Hinter dem Haus, in dem ehemals großen und blühenden Garten der Familie, wo Karotten, Kürbisse, Bohnen, Popcornmais und Industriehanf gewachsen waren (der Hanf hatte einen ordentlichen Beitrag zum Einkommen der Familie geleistet), machte sich nun ein jung aussehender Wald breit. Zwischen den Bäumen streckten sich einige verkümmerte Hanfpflanzen der Sonne entgegen. Sie müssen jedes Jahr neu anfangen. Die Bäume haben mehr Glück und erstickten langsam, aber sicher die ärmlichen Reste der Kulturpflanzen.

Hinter dem Haus war die Wand der Werkstatt eingestürzt und man konnte die unsägliche Unordnung und den Verfall eines ehemals sehr sauber und ordentlich gehaltenen Arbeitsplatzes sehen. Wenn sein Vater das sehen würde, wäre er bestimmt zumindest wütend, aber das wird nie passieren. Er starb einige Monate nach dem Verlust seines Heimes. Wahrscheinlich war das, was passiert war, doch nicht so unmittelbar passiert.
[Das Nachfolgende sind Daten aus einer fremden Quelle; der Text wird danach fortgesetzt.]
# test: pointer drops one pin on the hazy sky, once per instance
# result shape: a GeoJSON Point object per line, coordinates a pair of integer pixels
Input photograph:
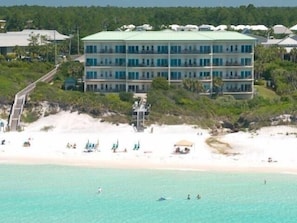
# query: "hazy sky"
{"type": "Point", "coordinates": [152, 3]}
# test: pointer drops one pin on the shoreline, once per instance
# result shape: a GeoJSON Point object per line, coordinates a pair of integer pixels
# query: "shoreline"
{"type": "Point", "coordinates": [268, 150]}
{"type": "Point", "coordinates": [147, 165]}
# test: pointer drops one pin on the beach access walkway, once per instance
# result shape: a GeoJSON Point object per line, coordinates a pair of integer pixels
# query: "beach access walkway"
{"type": "Point", "coordinates": [20, 99]}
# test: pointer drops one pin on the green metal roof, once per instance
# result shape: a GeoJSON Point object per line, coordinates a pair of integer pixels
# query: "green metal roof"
{"type": "Point", "coordinates": [168, 35]}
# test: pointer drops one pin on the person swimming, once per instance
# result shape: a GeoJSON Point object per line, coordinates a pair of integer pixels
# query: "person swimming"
{"type": "Point", "coordinates": [99, 190]}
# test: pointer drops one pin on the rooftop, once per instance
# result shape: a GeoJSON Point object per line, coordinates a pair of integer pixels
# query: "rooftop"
{"type": "Point", "coordinates": [167, 35]}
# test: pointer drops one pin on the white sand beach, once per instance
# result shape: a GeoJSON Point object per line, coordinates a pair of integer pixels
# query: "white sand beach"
{"type": "Point", "coordinates": [270, 149]}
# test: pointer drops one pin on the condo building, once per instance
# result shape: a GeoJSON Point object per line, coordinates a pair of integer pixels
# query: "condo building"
{"type": "Point", "coordinates": [129, 61]}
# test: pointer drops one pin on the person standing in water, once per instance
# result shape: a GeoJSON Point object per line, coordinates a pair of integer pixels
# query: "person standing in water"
{"type": "Point", "coordinates": [99, 190]}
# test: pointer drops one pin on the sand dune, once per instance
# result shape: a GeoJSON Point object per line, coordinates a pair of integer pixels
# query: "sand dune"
{"type": "Point", "coordinates": [270, 149]}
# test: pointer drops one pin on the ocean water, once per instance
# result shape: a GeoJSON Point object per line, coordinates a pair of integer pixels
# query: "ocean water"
{"type": "Point", "coordinates": [48, 194]}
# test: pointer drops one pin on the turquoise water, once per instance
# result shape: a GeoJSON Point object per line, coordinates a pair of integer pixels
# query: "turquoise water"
{"type": "Point", "coordinates": [45, 193]}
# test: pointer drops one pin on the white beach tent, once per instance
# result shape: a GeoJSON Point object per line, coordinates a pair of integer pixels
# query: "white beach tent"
{"type": "Point", "coordinates": [184, 143]}
{"type": "Point", "coordinates": [183, 146]}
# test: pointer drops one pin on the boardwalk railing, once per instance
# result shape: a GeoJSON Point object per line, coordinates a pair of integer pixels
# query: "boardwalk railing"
{"type": "Point", "coordinates": [20, 99]}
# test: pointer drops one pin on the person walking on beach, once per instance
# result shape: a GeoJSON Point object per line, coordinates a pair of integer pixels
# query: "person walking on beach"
{"type": "Point", "coordinates": [99, 190]}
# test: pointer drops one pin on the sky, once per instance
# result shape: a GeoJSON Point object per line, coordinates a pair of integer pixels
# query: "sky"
{"type": "Point", "coordinates": [153, 3]}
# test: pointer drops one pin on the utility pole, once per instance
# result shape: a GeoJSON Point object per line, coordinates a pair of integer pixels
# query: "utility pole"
{"type": "Point", "coordinates": [55, 47]}
{"type": "Point", "coordinates": [77, 40]}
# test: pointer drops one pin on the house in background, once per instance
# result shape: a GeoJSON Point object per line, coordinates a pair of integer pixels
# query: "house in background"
{"type": "Point", "coordinates": [9, 40]}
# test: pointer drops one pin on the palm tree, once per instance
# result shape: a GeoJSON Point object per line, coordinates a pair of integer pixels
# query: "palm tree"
{"type": "Point", "coordinates": [19, 51]}
{"type": "Point", "coordinates": [293, 55]}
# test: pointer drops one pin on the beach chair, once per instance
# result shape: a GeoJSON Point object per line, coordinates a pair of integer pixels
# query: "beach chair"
{"type": "Point", "coordinates": [136, 146]}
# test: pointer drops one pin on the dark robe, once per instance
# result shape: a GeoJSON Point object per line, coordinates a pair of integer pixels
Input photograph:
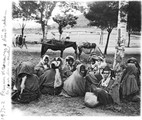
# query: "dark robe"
{"type": "Point", "coordinates": [31, 90]}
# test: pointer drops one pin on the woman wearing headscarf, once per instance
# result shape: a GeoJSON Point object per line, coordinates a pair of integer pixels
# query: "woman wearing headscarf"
{"type": "Point", "coordinates": [129, 86]}
{"type": "Point", "coordinates": [99, 90]}
{"type": "Point", "coordinates": [26, 83]}
{"type": "Point", "coordinates": [42, 66]}
{"type": "Point", "coordinates": [51, 81]}
{"type": "Point", "coordinates": [75, 84]}
{"type": "Point", "coordinates": [134, 61]}
{"type": "Point", "coordinates": [69, 66]}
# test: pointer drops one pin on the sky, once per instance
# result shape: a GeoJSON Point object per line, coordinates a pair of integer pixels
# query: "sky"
{"type": "Point", "coordinates": [31, 24]}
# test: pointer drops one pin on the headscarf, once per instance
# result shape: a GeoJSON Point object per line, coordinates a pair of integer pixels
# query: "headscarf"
{"type": "Point", "coordinates": [25, 67]}
{"type": "Point", "coordinates": [75, 84]}
{"type": "Point", "coordinates": [69, 57]}
{"type": "Point", "coordinates": [130, 69]}
{"type": "Point", "coordinates": [129, 83]}
{"type": "Point", "coordinates": [43, 59]}
{"type": "Point", "coordinates": [134, 61]}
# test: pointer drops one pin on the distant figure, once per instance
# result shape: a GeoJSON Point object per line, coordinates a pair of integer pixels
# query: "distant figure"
{"type": "Point", "coordinates": [24, 42]}
{"type": "Point", "coordinates": [14, 40]}
{"type": "Point", "coordinates": [68, 36]}
{"type": "Point", "coordinates": [42, 66]}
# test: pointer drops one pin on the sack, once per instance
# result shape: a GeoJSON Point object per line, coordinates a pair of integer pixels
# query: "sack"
{"type": "Point", "coordinates": [90, 99]}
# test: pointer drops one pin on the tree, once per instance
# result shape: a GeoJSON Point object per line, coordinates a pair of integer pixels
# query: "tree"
{"type": "Point", "coordinates": [103, 14]}
{"type": "Point", "coordinates": [44, 12]}
{"type": "Point", "coordinates": [23, 10]}
{"type": "Point", "coordinates": [41, 11]}
{"type": "Point", "coordinates": [63, 21]}
{"type": "Point", "coordinates": [66, 16]}
{"type": "Point", "coordinates": [134, 18]}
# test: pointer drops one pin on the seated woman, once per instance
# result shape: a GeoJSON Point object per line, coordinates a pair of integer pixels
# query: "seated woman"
{"type": "Point", "coordinates": [134, 61]}
{"type": "Point", "coordinates": [75, 84]}
{"type": "Point", "coordinates": [51, 81]}
{"type": "Point", "coordinates": [69, 66]}
{"type": "Point", "coordinates": [42, 66]}
{"type": "Point", "coordinates": [26, 83]}
{"type": "Point", "coordinates": [129, 85]}
{"type": "Point", "coordinates": [100, 89]}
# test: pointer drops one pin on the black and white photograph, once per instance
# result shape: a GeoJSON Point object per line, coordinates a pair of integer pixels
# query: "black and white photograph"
{"type": "Point", "coordinates": [71, 58]}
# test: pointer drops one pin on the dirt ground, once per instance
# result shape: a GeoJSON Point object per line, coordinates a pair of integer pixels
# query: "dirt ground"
{"type": "Point", "coordinates": [61, 106]}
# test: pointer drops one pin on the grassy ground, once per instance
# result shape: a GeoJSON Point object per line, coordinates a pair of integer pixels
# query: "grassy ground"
{"type": "Point", "coordinates": [61, 106]}
{"type": "Point", "coordinates": [56, 105]}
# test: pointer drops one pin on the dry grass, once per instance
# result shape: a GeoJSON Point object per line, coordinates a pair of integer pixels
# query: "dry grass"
{"type": "Point", "coordinates": [61, 106]}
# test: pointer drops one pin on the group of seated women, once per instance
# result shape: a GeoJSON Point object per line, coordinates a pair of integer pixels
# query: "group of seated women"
{"type": "Point", "coordinates": [71, 78]}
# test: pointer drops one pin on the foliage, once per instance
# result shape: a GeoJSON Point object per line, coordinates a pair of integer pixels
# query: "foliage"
{"type": "Point", "coordinates": [66, 16]}
{"type": "Point", "coordinates": [104, 15]}
{"type": "Point", "coordinates": [65, 20]}
{"type": "Point", "coordinates": [134, 16]}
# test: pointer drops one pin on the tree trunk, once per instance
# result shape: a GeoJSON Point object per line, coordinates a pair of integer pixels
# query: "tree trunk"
{"type": "Point", "coordinates": [43, 31]}
{"type": "Point", "coordinates": [101, 37]}
{"type": "Point", "coordinates": [22, 29]}
{"type": "Point", "coordinates": [105, 51]}
{"type": "Point", "coordinates": [128, 39]}
{"type": "Point", "coordinates": [22, 32]}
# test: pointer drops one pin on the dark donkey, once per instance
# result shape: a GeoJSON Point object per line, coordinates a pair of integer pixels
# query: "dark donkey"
{"type": "Point", "coordinates": [90, 48]}
{"type": "Point", "coordinates": [54, 44]}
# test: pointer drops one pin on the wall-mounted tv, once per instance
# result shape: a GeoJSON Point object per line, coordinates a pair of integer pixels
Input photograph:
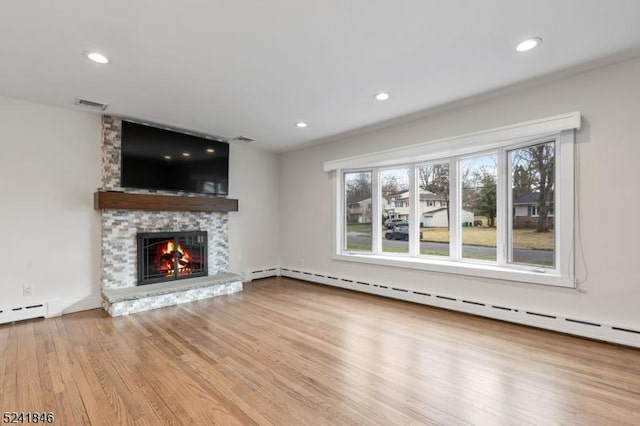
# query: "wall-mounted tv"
{"type": "Point", "coordinates": [154, 158]}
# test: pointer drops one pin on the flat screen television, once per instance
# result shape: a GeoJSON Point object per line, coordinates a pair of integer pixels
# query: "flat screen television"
{"type": "Point", "coordinates": [154, 158]}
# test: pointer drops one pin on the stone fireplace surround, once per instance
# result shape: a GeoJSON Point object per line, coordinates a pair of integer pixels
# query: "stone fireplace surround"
{"type": "Point", "coordinates": [119, 228]}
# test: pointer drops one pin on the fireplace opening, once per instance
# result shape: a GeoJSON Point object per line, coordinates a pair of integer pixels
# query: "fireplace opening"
{"type": "Point", "coordinates": [168, 256]}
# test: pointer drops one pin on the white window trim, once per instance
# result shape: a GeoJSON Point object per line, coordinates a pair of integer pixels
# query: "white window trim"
{"type": "Point", "coordinates": [561, 128]}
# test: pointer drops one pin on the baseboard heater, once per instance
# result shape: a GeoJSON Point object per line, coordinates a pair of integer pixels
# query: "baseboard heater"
{"type": "Point", "coordinates": [23, 312]}
{"type": "Point", "coordinates": [262, 273]}
{"type": "Point", "coordinates": [576, 326]}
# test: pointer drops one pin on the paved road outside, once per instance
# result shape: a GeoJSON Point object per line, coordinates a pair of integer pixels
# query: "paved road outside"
{"type": "Point", "coordinates": [536, 257]}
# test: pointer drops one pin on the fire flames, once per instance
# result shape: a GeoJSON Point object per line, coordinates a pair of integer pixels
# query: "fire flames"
{"type": "Point", "coordinates": [166, 259]}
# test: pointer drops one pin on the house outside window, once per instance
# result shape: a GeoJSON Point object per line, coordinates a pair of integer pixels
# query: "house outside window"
{"type": "Point", "coordinates": [480, 227]}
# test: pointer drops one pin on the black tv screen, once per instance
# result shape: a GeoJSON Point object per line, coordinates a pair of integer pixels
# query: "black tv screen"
{"type": "Point", "coordinates": [154, 158]}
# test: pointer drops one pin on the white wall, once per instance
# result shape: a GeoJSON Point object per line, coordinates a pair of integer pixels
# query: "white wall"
{"type": "Point", "coordinates": [254, 229]}
{"type": "Point", "coordinates": [49, 231]}
{"type": "Point", "coordinates": [49, 234]}
{"type": "Point", "coordinates": [608, 175]}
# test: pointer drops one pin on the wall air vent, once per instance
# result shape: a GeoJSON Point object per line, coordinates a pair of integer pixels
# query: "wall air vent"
{"type": "Point", "coordinates": [243, 139]}
{"type": "Point", "coordinates": [85, 103]}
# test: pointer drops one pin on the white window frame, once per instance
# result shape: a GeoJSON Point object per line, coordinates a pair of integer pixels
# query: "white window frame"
{"type": "Point", "coordinates": [560, 128]}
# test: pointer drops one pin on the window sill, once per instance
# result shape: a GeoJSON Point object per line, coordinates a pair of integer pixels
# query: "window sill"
{"type": "Point", "coordinates": [531, 275]}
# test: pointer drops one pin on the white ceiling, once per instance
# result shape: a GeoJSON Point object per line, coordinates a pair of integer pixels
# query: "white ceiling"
{"type": "Point", "coordinates": [254, 68]}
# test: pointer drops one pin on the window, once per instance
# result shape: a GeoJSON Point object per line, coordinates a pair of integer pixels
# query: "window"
{"type": "Point", "coordinates": [394, 183]}
{"type": "Point", "coordinates": [532, 173]}
{"type": "Point", "coordinates": [358, 212]}
{"type": "Point", "coordinates": [497, 192]}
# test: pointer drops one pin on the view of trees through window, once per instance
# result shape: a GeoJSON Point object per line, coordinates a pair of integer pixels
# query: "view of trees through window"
{"type": "Point", "coordinates": [478, 218]}
{"type": "Point", "coordinates": [358, 211]}
{"type": "Point", "coordinates": [394, 188]}
{"type": "Point", "coordinates": [434, 211]}
{"type": "Point", "coordinates": [533, 221]}
{"type": "Point", "coordinates": [529, 198]}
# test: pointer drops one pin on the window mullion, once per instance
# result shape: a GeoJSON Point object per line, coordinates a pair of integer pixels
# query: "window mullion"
{"type": "Point", "coordinates": [509, 208]}
{"type": "Point", "coordinates": [414, 204]}
{"type": "Point", "coordinates": [502, 207]}
{"type": "Point", "coordinates": [455, 186]}
{"type": "Point", "coordinates": [376, 212]}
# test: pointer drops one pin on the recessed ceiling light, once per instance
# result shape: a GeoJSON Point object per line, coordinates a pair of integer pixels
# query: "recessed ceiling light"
{"type": "Point", "coordinates": [96, 57]}
{"type": "Point", "coordinates": [528, 44]}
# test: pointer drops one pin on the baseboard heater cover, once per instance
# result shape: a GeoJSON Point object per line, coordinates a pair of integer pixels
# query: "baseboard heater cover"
{"type": "Point", "coordinates": [23, 312]}
{"type": "Point", "coordinates": [262, 273]}
{"type": "Point", "coordinates": [575, 326]}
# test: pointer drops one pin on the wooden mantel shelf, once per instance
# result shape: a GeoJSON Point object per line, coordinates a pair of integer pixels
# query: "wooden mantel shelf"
{"type": "Point", "coordinates": [128, 201]}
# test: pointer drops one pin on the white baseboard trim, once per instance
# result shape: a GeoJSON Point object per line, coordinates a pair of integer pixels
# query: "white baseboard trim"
{"type": "Point", "coordinates": [261, 273]}
{"type": "Point", "coordinates": [575, 326]}
{"type": "Point", "coordinates": [23, 311]}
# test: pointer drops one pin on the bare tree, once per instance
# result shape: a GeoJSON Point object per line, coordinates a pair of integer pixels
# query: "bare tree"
{"type": "Point", "coordinates": [435, 178]}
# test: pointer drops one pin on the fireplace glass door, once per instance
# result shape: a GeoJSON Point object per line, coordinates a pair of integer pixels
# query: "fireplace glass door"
{"type": "Point", "coordinates": [167, 256]}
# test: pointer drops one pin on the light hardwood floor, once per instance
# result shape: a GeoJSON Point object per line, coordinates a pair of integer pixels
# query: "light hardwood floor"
{"type": "Point", "coordinates": [286, 352]}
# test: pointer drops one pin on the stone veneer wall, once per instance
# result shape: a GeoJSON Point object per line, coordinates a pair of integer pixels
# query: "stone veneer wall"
{"type": "Point", "coordinates": [119, 227]}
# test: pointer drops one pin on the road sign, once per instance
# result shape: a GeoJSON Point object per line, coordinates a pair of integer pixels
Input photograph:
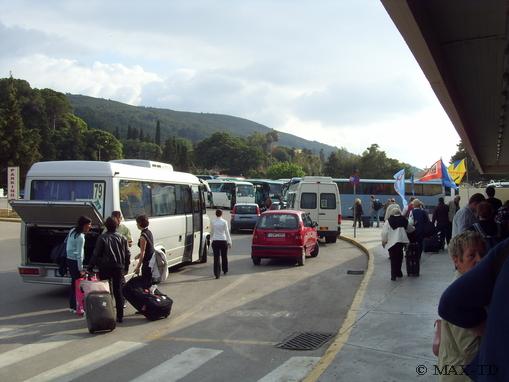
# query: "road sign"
{"type": "Point", "coordinates": [12, 183]}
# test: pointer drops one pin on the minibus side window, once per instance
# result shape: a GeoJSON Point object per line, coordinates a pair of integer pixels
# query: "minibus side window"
{"type": "Point", "coordinates": [308, 200]}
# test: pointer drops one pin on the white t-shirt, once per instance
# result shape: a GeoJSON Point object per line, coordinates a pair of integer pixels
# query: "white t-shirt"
{"type": "Point", "coordinates": [220, 230]}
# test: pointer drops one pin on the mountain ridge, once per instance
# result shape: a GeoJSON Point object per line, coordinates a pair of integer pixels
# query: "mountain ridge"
{"type": "Point", "coordinates": [110, 115]}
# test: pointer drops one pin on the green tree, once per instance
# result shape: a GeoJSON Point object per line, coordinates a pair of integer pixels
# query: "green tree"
{"type": "Point", "coordinates": [18, 146]}
{"type": "Point", "coordinates": [284, 170]}
{"type": "Point", "coordinates": [157, 138]}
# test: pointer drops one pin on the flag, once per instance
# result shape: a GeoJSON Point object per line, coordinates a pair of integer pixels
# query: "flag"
{"type": "Point", "coordinates": [434, 172]}
{"type": "Point", "coordinates": [457, 170]}
{"type": "Point", "coordinates": [439, 171]}
{"type": "Point", "coordinates": [399, 185]}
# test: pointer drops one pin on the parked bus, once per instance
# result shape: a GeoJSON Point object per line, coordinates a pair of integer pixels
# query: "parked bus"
{"type": "Point", "coordinates": [265, 188]}
{"type": "Point", "coordinates": [383, 189]}
{"type": "Point", "coordinates": [226, 193]}
{"type": "Point", "coordinates": [57, 193]}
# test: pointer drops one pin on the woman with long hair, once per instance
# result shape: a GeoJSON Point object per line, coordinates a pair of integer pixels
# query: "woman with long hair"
{"type": "Point", "coordinates": [75, 250]}
{"type": "Point", "coordinates": [146, 245]}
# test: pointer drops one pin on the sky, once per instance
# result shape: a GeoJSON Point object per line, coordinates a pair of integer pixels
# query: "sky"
{"type": "Point", "coordinates": [334, 71]}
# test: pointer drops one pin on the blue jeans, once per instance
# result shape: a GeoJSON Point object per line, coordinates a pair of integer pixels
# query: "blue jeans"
{"type": "Point", "coordinates": [75, 274]}
{"type": "Point", "coordinates": [377, 215]}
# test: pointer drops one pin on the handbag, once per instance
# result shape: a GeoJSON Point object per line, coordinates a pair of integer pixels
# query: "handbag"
{"type": "Point", "coordinates": [437, 336]}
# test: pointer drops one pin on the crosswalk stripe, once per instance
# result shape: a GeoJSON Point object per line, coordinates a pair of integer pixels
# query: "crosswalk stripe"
{"type": "Point", "coordinates": [179, 366]}
{"type": "Point", "coordinates": [295, 369]}
{"type": "Point", "coordinates": [31, 350]}
{"type": "Point", "coordinates": [82, 365]}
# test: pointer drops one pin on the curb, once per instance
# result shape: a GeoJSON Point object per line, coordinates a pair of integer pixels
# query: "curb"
{"type": "Point", "coordinates": [12, 220]}
{"type": "Point", "coordinates": [347, 326]}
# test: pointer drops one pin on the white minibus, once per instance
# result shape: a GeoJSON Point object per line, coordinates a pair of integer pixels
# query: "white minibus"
{"type": "Point", "coordinates": [226, 193]}
{"type": "Point", "coordinates": [57, 193]}
{"type": "Point", "coordinates": [319, 196]}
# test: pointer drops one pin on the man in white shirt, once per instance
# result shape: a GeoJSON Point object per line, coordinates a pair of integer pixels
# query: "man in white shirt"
{"type": "Point", "coordinates": [221, 241]}
{"type": "Point", "coordinates": [465, 216]}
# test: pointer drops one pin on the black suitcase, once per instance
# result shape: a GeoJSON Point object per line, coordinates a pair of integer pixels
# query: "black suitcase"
{"type": "Point", "coordinates": [153, 306]}
{"type": "Point", "coordinates": [432, 244]}
{"type": "Point", "coordinates": [99, 312]}
{"type": "Point", "coordinates": [412, 259]}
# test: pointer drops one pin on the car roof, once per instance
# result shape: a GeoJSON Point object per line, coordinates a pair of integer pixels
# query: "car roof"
{"type": "Point", "coordinates": [282, 212]}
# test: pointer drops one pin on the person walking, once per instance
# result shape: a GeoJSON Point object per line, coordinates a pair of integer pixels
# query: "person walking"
{"type": "Point", "coordinates": [495, 202]}
{"type": "Point", "coordinates": [420, 220]}
{"type": "Point", "coordinates": [357, 212]}
{"type": "Point", "coordinates": [441, 221]}
{"type": "Point", "coordinates": [75, 250]}
{"type": "Point", "coordinates": [221, 241]}
{"type": "Point", "coordinates": [458, 346]}
{"type": "Point", "coordinates": [146, 245]}
{"type": "Point", "coordinates": [394, 238]}
{"type": "Point", "coordinates": [376, 206]}
{"type": "Point", "coordinates": [111, 256]}
{"type": "Point", "coordinates": [466, 216]}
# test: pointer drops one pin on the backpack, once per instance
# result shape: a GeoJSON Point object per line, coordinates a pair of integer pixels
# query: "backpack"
{"type": "Point", "coordinates": [59, 257]}
{"type": "Point", "coordinates": [159, 266]}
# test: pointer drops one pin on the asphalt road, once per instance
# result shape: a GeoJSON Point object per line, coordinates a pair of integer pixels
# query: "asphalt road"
{"type": "Point", "coordinates": [219, 330]}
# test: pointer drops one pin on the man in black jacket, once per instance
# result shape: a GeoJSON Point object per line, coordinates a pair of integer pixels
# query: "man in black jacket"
{"type": "Point", "coordinates": [112, 256]}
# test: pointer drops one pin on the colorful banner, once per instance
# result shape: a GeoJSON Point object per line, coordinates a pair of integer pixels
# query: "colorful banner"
{"type": "Point", "coordinates": [439, 171]}
{"type": "Point", "coordinates": [399, 185]}
{"type": "Point", "coordinates": [457, 170]}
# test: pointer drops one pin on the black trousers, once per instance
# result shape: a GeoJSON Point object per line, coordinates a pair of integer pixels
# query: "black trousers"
{"type": "Point", "coordinates": [220, 248]}
{"type": "Point", "coordinates": [396, 256]}
{"type": "Point", "coordinates": [116, 277]}
{"type": "Point", "coordinates": [75, 274]}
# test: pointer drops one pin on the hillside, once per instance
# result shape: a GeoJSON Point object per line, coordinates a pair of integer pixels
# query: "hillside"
{"type": "Point", "coordinates": [109, 115]}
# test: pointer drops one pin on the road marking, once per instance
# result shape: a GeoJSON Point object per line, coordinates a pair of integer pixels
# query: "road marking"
{"type": "Point", "coordinates": [32, 314]}
{"type": "Point", "coordinates": [185, 317]}
{"type": "Point", "coordinates": [219, 341]}
{"type": "Point", "coordinates": [179, 366]}
{"type": "Point", "coordinates": [343, 334]}
{"type": "Point", "coordinates": [82, 365]}
{"type": "Point", "coordinates": [294, 369]}
{"type": "Point", "coordinates": [31, 350]}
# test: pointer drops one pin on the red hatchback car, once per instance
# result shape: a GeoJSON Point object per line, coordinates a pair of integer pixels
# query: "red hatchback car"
{"type": "Point", "coordinates": [284, 234]}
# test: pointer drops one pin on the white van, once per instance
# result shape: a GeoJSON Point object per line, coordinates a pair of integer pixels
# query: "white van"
{"type": "Point", "coordinates": [57, 193]}
{"type": "Point", "coordinates": [319, 196]}
{"type": "Point", "coordinates": [227, 193]}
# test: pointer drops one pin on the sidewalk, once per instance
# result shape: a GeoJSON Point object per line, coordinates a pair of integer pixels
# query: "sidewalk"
{"type": "Point", "coordinates": [393, 331]}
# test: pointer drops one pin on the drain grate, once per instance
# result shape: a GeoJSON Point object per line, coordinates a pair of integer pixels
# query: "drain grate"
{"type": "Point", "coordinates": [305, 341]}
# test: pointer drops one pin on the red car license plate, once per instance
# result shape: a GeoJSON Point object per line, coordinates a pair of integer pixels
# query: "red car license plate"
{"type": "Point", "coordinates": [274, 234]}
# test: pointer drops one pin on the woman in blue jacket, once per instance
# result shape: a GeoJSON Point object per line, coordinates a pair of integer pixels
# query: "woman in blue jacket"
{"type": "Point", "coordinates": [478, 301]}
{"type": "Point", "coordinates": [75, 249]}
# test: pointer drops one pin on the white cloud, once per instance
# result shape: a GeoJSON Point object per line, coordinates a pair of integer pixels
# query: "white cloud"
{"type": "Point", "coordinates": [114, 81]}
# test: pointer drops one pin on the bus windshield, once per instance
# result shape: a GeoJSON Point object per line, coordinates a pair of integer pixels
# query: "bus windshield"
{"type": "Point", "coordinates": [69, 190]}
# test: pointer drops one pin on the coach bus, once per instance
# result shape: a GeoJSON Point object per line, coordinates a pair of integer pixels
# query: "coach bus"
{"type": "Point", "coordinates": [57, 193]}
{"type": "Point", "coordinates": [266, 188]}
{"type": "Point", "coordinates": [383, 189]}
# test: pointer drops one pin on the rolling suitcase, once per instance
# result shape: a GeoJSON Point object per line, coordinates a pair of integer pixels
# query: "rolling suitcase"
{"type": "Point", "coordinates": [412, 260]}
{"type": "Point", "coordinates": [100, 313]}
{"type": "Point", "coordinates": [153, 306]}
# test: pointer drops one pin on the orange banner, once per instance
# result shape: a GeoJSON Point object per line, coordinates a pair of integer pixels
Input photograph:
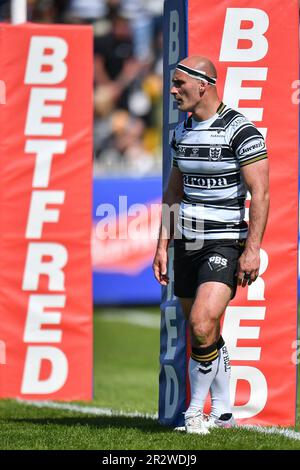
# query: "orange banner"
{"type": "Point", "coordinates": [45, 203]}
{"type": "Point", "coordinates": [254, 44]}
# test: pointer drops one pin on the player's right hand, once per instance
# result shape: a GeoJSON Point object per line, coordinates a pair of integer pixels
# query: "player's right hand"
{"type": "Point", "coordinates": [159, 266]}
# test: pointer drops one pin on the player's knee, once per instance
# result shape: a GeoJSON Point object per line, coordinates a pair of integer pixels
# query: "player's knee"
{"type": "Point", "coordinates": [201, 330]}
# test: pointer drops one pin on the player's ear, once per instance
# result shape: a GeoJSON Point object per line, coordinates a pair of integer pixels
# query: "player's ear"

Neben dem Eingang zur Werkstatt protzte wie ein riesiger, zahnloser Mund der Eingang zum sogenannten Feuerschuppen. Im Feuerschuppen war die Heizungsanlage. Die Gasleitung, die an der Wand entlang zum Feuerschuppen führte, war schon an einigen Stellen durchgerostet. Gas gab es keines mehr.

Er musste ganz nah an den Eingang gehen, um in seinem Schutzanzug überhaupt etwas sehen zu können. Drinnen war es düster, aber er sah, dass alles noch da war. Auch im Feuerschuppen herrschte ein heilloses Durcheinander, und die Heizungsanlage, damals sehr modern, teuer und mit der Hilfe der lokalen Energiefonds gekauft, rostete kläglich vor sich hin.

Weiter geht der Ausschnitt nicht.